Phil Pennington, Reporter
Government figures show some departments are spending up to 50 percent more on consultants this year than last.
State Services Commission (SSC) has the job of cutting back spending but has been unable to provide RNZ a breakdown of just what each agency is spending.
Ministry of Social Development (MSD) told RNZ it has chopped its contractor spending by more than half, from $33 million last year to just $17m this year.
This was "a genuine decrease", chief financial officer Bruce Simpson said in a statement.
But a few days later, after RNZ reported on Ministry of Business, Innovation and Employment (MBIE) and Inland Revenue's big spending, MSD came back.
It said if MSD adopted MBIE's approach, then its actual spending was $69m in 2018, not $17m; and $94m in 2017, not $33m.
This shows MSD's spending dropped in the past year - but also that it is three times more than MSD had told the public.
This was prompted about a year ago by a media leak about MBIE's contractor spending, followed by the government's order for a cut back across all agencies.
The State Services Commission was put in charge of this clampdown in June. However, when RNZ asked the commission to provide accurate figures on each department's spending on contractors it did not have them.
"We have developed guidance to improve the quality of reporting on contractors and consultants to Select Committee," commissioner Peter Hughes said in a statement.
"This guidance has now been provided to agencies and will apply retrospectively to the 2017-18 annual review process, and will provide an accurate baseline with which to compare into the future.
"SSC will use the same information for reporting the system view to ministers."
The 2017-18 annual reviews will come out from now until March.
Figures show it will take a major U-turn for some departments to reduce this spending.

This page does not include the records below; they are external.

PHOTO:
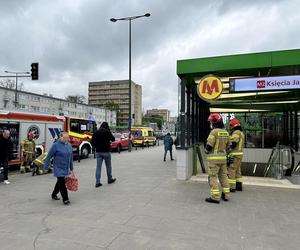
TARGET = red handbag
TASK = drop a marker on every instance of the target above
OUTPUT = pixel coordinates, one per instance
(72, 182)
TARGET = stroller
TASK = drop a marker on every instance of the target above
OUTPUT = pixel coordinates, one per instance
(37, 165)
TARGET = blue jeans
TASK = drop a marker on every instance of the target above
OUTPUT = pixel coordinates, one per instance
(106, 156)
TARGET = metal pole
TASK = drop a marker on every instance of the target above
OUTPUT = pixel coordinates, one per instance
(129, 120)
(16, 93)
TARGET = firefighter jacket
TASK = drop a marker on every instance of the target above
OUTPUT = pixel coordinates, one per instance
(238, 137)
(219, 140)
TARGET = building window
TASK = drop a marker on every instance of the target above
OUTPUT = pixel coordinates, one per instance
(35, 108)
(35, 98)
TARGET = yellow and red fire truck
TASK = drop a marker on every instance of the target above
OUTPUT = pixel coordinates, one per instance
(46, 129)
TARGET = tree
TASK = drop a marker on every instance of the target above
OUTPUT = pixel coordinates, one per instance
(76, 98)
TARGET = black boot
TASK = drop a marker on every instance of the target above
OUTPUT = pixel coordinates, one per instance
(210, 200)
(239, 186)
(224, 197)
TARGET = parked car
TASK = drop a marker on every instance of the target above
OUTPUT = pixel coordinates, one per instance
(120, 143)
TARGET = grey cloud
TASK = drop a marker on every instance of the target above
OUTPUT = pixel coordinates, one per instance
(75, 42)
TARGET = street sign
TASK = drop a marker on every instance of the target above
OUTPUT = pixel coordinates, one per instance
(274, 83)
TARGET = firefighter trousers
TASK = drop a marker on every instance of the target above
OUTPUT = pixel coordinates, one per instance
(218, 170)
(234, 172)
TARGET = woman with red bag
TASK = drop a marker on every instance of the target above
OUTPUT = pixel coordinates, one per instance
(62, 154)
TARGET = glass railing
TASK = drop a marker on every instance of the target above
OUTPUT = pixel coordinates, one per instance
(279, 162)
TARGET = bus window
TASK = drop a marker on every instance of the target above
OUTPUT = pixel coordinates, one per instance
(137, 133)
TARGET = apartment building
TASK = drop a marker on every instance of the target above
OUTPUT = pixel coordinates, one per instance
(165, 113)
(117, 92)
(47, 104)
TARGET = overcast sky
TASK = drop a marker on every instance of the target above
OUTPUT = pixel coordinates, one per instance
(75, 43)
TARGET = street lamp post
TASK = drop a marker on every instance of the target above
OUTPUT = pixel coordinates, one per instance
(16, 90)
(129, 81)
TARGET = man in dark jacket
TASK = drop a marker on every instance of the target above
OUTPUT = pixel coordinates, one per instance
(101, 141)
(5, 150)
(168, 142)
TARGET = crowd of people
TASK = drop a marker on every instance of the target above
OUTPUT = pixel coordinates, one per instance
(224, 154)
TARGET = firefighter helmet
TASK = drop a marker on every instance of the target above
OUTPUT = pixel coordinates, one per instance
(234, 123)
(215, 118)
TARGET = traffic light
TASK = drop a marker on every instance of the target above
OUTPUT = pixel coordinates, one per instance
(34, 71)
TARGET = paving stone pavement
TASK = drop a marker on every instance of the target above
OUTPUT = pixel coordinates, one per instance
(147, 208)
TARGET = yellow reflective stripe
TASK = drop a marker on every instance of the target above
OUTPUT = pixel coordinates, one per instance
(223, 134)
(235, 136)
(236, 153)
(231, 181)
(215, 191)
(241, 142)
(211, 137)
(216, 146)
(239, 179)
(216, 157)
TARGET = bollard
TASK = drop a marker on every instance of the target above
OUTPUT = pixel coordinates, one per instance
(78, 154)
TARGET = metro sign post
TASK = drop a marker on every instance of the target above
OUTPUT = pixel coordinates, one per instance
(274, 83)
(210, 88)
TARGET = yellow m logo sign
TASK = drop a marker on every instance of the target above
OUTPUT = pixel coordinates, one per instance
(210, 88)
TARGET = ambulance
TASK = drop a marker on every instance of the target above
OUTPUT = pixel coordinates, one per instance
(46, 129)
(143, 136)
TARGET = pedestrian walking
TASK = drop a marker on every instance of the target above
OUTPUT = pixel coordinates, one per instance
(217, 146)
(62, 154)
(168, 143)
(5, 152)
(101, 142)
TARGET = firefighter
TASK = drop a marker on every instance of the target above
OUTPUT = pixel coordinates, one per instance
(237, 139)
(28, 152)
(218, 143)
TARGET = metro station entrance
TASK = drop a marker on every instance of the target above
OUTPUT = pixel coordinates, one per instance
(260, 89)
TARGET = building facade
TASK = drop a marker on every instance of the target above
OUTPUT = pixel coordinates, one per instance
(165, 113)
(47, 104)
(117, 93)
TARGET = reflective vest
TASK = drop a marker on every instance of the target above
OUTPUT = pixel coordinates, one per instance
(40, 161)
(28, 146)
(219, 140)
(238, 137)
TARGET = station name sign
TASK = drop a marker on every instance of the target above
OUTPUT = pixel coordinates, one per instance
(265, 83)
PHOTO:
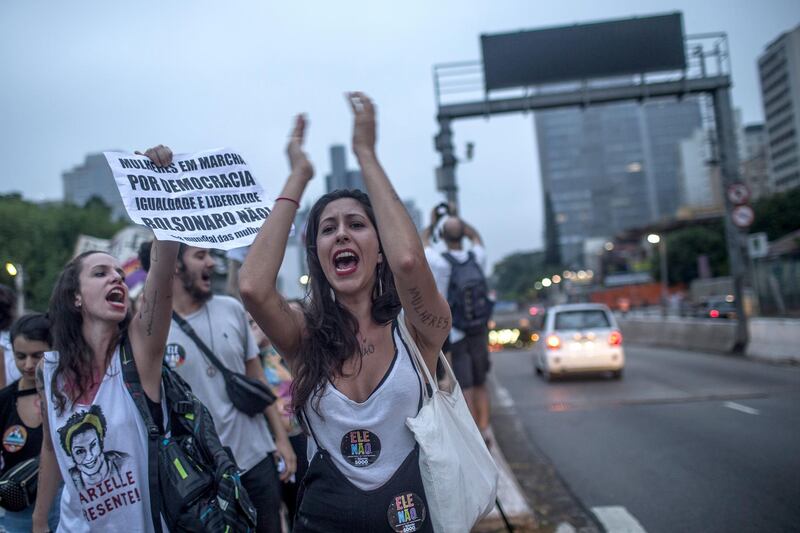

Several departments spent 35 to 50 percent more on consultants this year than last - education, defence, and transport among them.
The biggest such spender, Inland Revenue, intends paying out another $180m next year (after a threefold rise in three years), saying its billion-dollar IT overhaul demanded this.
The other big spender, MBIE, said it was trying to cut back.
The Ministry of Health forecasts a slight rise to $21.4m.
State Services Minister Chris Hipkins was talking about "steady downward pressure" from next year.
Minister for Education and Leader of the House Chris Hipkins. Photo: VNP / Daniela Maoate-Cox
Mr Hughes said he expected to see an "overall reduction" in spending on contractors and consultants next year.
"It is important to note that the aim is to reduce expenditure overall, not strictly by each agency individually.
"For example, Inland Revenue may well show an increase in capital expenditure for contractors and consultants this year due to its significant IT development programme.
Among the limited number of agencies surveyed by RNZ were the state sector's two finance watchdogs.
Treasury is forecasting a 47 percent jump in consultant spending to $10 million next year. The Reserve Bank paid consultants $3m last year, triple that of a few years ago. Its spend for 2018 was not available.